The music in the background is set to a hot hindi number. Something to do with lamhe and yaadein. Oblivious to the music, I stepped onto the dance floor at the insistence of a friend.
Move the right leg forward,
Move the right leg back;
Move the other right leg forward;
Hide the dance ability you lack..
Just happens that everytime I proceed to the dance floor from whichever innocous place I am seated or standing at, the left leg mutates itself into another right leg. Looking at my two-right-legs syndrome, everytime I walk upto the dance floor, I wonder if I was destined to join the Travelling FreakShow along in the ranks of the turtle with two heads and the three-legged chicken. The money is not bad I heard and travel is free.
Built at a modest 80kg in a 5'9" frame, my dancing or singing abilities would provide fodder to mocking judges and audience in any talent show auditions. And hence for the past 24 years I've stayed away from dance floors and singing competitions.

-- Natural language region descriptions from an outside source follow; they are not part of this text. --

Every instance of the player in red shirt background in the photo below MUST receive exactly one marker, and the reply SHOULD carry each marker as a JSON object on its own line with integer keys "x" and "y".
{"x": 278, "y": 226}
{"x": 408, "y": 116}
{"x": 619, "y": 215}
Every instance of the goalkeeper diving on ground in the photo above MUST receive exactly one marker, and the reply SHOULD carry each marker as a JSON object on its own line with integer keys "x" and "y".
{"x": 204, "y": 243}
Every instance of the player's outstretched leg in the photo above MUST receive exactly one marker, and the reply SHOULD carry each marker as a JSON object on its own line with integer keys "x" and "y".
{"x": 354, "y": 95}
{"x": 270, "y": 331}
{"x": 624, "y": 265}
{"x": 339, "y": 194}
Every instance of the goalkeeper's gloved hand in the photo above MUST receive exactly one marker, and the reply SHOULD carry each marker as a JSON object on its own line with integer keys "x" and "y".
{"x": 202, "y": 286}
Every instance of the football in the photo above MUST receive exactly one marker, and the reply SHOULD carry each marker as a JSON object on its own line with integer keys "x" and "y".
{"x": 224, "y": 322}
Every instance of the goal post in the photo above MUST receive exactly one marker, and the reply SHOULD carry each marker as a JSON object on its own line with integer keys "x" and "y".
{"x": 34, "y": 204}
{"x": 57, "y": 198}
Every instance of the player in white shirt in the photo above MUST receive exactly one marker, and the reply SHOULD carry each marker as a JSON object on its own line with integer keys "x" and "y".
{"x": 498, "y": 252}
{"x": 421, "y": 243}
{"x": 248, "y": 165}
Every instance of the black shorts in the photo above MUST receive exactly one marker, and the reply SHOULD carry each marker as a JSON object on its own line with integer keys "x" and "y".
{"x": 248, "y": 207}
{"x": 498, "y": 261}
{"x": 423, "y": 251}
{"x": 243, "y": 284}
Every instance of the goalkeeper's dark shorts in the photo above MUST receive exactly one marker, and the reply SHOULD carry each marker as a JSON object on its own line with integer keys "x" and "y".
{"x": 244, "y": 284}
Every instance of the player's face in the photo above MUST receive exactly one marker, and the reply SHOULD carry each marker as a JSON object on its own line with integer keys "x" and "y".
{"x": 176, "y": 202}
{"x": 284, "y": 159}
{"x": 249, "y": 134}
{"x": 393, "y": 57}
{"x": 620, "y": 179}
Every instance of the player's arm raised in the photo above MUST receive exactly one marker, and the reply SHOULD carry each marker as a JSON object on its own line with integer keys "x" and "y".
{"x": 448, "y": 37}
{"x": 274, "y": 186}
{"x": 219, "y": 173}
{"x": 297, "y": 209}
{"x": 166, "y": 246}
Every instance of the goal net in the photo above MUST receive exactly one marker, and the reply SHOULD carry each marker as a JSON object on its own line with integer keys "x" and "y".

Assuming some of you'll may not have had a contact within the walls of a B-school, let me venture out to tell you'll what an 'Insti party' is. If Ambrose in his Devil's dictionary was to put a lexicographic attachment to the phrase, it would go thus -
Insti Party: Warehouse or Depot generally adjoining a football field; Holds 2000 Watts, 10 bottles of Vodka and Whiskey each, 200 fruit juice tetrapeks and at any given point a max of 50 pairs of legs;
Now that the context has been set right, let me get to the brasstacks. Today was another of the insti parties. Without yielding to the pressures of the veins in my body, which were threatening to form a labour union and evangelize themselves into varicose veins, I pulled my body to the Waterloo that an insti party's dance floor to me is. I guess it was the company of the folks I was dancing in - Satish Polekar, Srikanth Kiran D and certainly the better off dancers Shiva, Rubeena and Deepali. The first two mentioned are folks I might have seen every Saturday night at the weekly meetings of 'Support group for the Dance floor suckers', if ever such a group may exist.
Having grown up in 'yenoda SivanChetty Garden' in 'Namma Bengaluru', an island of Tamil in a sea of Kannada, my dancing steps are restricted to what I've seen Vijay, Ajit and the occasional Kamal Hassan pull off - i.e. a general cross between Govinda's tadak-madaks, Urmila's jhatkas and moves of every second guy who solicits his dancing abilities in front of Lord Ganesha statues as they are moved to lakes to be submerged. Surprisingly, those moves on the dance floor came off well, what with Deepali and Shiva definitely impressed with them (Deepali, infact went onto quote that I've begun to dance well) and Rajesh coming up to me an hour later and reiterating what D and S thought of my dance.
So folks, here's the result of it this insti party. I'm left with a few calories lesser, a vodka and four Real fruit juices heavier and a few hours shorter of sleep. And most definitely one step higher on the ladder of great dance moves, with 'Bhangra' only notches higher and 'Cabaret' being left behind.
I have a question for you - Would you do a tapori dance in a crowd where everyone seems to be doing only the waltz.